Katma Değer Vergisi Kanununun 1'inci maddesinin 1'inci fıkrasında, ticari, sınai, zirai, faaliyet ve serbest meslek faaliyeti çerçevesinde yapılan teslim ve hizmetlerin katma değer vergisine tabi olduğu; Gelir Vergisi Kanununun 82'nci maddesinin olay tarihinde yürürlükte bulunan 5' inci fıkrasında da gerçek usulde vergiye tabi mükelleflerin terk ettikleri kazançların arızi kazanç olduğu hükme bağlanmış olup, buna göre, mal teslimi dolayısıyla elde edilen kazancın arızi kazanç sayılarak Katma Değer Vergisi Kanununun dışında tutulabilmesi için, teslimin işin terkinden sonraki tarihte gerçekleşmiş olması gerekmektedir.
Dosyanın incelenmesinden, davacının nakliyecilik faaliyetinde kullandığı aracı 27.10.1998 tarihinde noter senedi ile satarak 19.11.1998 tarihli dilekçesi ile de, faaliyetini 27.10.1998 tarihinde terk ettiğini bildirdiği; Ekim/1998 dönemi katma değer vergisi beyannamesinde matrah olarak, aracın satış bedelini gösterdiği; bu bedelin idarece emsaline nazaran düşük bulunması üzerine de takdir komisyonunca takdir edilen matrah üzerinden dava konusu işlemin tesis edildiği anlaşılmıştır.

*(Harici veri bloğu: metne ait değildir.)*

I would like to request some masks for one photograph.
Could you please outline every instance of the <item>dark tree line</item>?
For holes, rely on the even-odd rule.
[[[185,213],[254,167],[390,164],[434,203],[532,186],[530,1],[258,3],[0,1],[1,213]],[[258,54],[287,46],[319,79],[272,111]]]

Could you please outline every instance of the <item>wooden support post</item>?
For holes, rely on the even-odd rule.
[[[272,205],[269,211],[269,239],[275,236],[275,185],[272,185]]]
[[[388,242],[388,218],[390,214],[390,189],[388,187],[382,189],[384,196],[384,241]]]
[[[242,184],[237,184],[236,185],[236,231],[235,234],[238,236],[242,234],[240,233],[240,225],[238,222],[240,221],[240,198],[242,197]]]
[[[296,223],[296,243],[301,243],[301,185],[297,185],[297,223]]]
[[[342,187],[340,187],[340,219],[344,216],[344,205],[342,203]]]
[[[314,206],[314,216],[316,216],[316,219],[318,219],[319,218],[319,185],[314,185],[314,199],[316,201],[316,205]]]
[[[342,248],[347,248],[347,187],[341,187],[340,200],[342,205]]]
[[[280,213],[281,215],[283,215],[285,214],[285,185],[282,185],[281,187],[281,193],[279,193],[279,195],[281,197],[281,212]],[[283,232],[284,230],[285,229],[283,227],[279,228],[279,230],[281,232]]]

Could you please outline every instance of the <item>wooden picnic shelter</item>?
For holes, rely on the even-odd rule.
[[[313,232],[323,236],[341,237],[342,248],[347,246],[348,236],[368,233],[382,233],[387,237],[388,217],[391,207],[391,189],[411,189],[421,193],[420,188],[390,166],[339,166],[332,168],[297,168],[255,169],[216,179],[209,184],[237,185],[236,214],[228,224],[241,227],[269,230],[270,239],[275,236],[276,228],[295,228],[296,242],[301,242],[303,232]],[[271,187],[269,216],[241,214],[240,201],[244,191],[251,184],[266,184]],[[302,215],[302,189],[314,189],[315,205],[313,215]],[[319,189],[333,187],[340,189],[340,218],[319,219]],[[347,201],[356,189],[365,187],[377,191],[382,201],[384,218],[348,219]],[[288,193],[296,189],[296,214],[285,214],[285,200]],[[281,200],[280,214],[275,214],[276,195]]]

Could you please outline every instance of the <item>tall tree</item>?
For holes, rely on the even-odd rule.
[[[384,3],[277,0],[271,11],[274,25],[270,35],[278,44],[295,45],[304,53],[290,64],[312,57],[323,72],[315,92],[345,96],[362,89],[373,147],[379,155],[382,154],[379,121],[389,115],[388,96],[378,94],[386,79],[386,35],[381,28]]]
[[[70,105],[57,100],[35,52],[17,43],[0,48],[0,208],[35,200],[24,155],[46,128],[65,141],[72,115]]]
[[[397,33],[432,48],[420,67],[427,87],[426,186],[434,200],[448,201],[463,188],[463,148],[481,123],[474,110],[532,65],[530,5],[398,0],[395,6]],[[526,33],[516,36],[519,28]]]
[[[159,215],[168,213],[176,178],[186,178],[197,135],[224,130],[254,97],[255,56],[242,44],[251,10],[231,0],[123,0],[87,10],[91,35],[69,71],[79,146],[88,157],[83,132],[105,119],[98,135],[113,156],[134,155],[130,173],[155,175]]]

Aracın satışının, nakliyecilik faaliyeti ile ilgili mükellefiyet kaydının silinmesinden önce olması sebebiyle, anılan satıştan elde edilen kazancın Gelir Vergisi Kanununun 82'nci maddesinin anılan 2'nci fıkrasında tanımlanan arızi kazanç niteliğinde olmadığı; ticari faaliyet çerçevesinde elde edildiği açıktır. Nitekim, davacı da söz konusu kazancın ticari niteliğini kabul ederek noter senedinde yazılı satış bedelini ilgili dönem katma değer vergisi beyannamesinde göstermiştir. Esasen, davada da , bu yolda sürülmüş herhangi bir iddia mevcut değildir.
Bu bakımdan, Mahkemece, aracın beyan edilen değerinin emsal değere uygun olup olmadığı incelenerek karar verilmesi gerekirken, açıklanan gerekçeyle hüküm tesisinde isabet görülmemiştir.
Açıklanan nedenlerle, temyiz isteminin kabulüne; mahkeme kararının bozulmasına, bozma kararı üzerine mahkemece yeniden verilecek kararla birlikte yargılama giderleri de hüküm altına alınacağından, bu hususta ayrıca hüküm tesisine gerek bulunmadığına, 16.12.2002 gününde oybirliği ile karar verildi.